Florida parents could waive their children’s right to sue if their play time at an amusement park or a motor track results in injury or death under compromise legislation approved by a House committee Monday.

In an unusual partnership, trial lawyers and the business community forged an agreement, which would allow parents to waive the right to sue over injuries or death resulting from the “inherent risk” of activity at commercial amusement facilities. However, the waivers wouldn’t absolve businesses in cases where negligent actions caused the child to be put in danger.

“This is exactly where the bill needed to be or where I hoped it would end up,” said Rep. Adam Fetterman (D-Port St. Lucie), the ranking Democrat on the House Criminal and Civil Justice Policy Council, which approved the bill 10-3.

The legislation, sometimes called the Disney bill, has taken a number of twists and turns, putting the trial bar and business community at odds for most of the debate. The two groups are on opposing sides for a number of issues, and this one was no different, until last week, when they agreed over the Senate version of the bill, which set out the inherent risk standard.

Rep. Mike Horner (R-Kissimmee) and the sponsor of the bill, originally did not favor the Senate language, but agreed to it in the end so that the legislation would have a better chance to pass both chambers. He had sponsored the same measure last year with little success.

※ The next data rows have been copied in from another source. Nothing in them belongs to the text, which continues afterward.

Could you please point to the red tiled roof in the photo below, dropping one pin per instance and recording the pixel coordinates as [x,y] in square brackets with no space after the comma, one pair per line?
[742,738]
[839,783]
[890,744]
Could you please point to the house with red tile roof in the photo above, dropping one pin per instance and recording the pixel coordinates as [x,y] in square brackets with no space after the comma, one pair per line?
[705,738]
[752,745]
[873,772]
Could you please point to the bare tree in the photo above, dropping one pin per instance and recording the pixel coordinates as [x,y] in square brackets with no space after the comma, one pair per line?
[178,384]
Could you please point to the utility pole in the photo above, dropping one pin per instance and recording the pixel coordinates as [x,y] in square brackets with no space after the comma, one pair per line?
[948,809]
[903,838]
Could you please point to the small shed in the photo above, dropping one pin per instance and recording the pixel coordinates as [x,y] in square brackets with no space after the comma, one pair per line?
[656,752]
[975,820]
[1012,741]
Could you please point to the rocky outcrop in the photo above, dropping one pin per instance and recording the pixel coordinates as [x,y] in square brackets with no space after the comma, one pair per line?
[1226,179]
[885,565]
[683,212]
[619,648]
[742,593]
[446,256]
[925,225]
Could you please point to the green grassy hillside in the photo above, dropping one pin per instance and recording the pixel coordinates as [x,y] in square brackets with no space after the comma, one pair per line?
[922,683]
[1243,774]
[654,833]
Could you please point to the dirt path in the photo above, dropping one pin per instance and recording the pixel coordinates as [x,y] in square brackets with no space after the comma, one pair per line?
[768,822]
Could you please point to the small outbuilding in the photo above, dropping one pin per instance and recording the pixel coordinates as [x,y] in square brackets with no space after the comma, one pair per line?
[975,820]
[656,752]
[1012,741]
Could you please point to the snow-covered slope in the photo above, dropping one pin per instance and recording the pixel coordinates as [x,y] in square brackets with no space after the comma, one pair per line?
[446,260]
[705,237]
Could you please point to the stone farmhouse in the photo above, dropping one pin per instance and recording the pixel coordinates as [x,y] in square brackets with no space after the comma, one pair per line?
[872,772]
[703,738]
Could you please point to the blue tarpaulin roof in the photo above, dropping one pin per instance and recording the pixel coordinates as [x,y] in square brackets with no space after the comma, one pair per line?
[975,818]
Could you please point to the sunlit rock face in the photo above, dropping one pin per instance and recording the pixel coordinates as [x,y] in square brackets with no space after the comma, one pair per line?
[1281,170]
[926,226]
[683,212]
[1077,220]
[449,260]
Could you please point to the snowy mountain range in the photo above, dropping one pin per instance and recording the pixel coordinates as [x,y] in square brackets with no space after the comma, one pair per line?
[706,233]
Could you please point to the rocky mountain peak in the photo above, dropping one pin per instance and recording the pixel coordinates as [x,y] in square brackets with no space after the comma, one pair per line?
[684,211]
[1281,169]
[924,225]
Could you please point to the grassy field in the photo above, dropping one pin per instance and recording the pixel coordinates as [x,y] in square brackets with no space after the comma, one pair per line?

“I look forward to making more improvements to make this bill even better,” Horner said as he closed out his argument

In legal terms, inherent risk would mean any action naturally associated with the activity. So, if a child steers an all terrain vehicle the wrong way, the race track wouldn’t necessarily be at fault – there’s inherent risk in riding the ATV. But if there was a problem with the vehicle, such as a faulty steering mechanism, and the company knowingly rented it out, the company could be at fault and a parent would retain the right to sue.

The child waiver issue stems from a Florida Supreme Court case that said parents could not sign away their child’s right to sue. In 2003, 14-year-old Christopher Jones fell off his all terrain vehicle at Thunder Cross Motor Track Sports in Okeechobee County and was crushed as the vehicle rolled over him. His estate sued the owners of the sports track, who argued the waiver took away the right to sue. The court disagreed.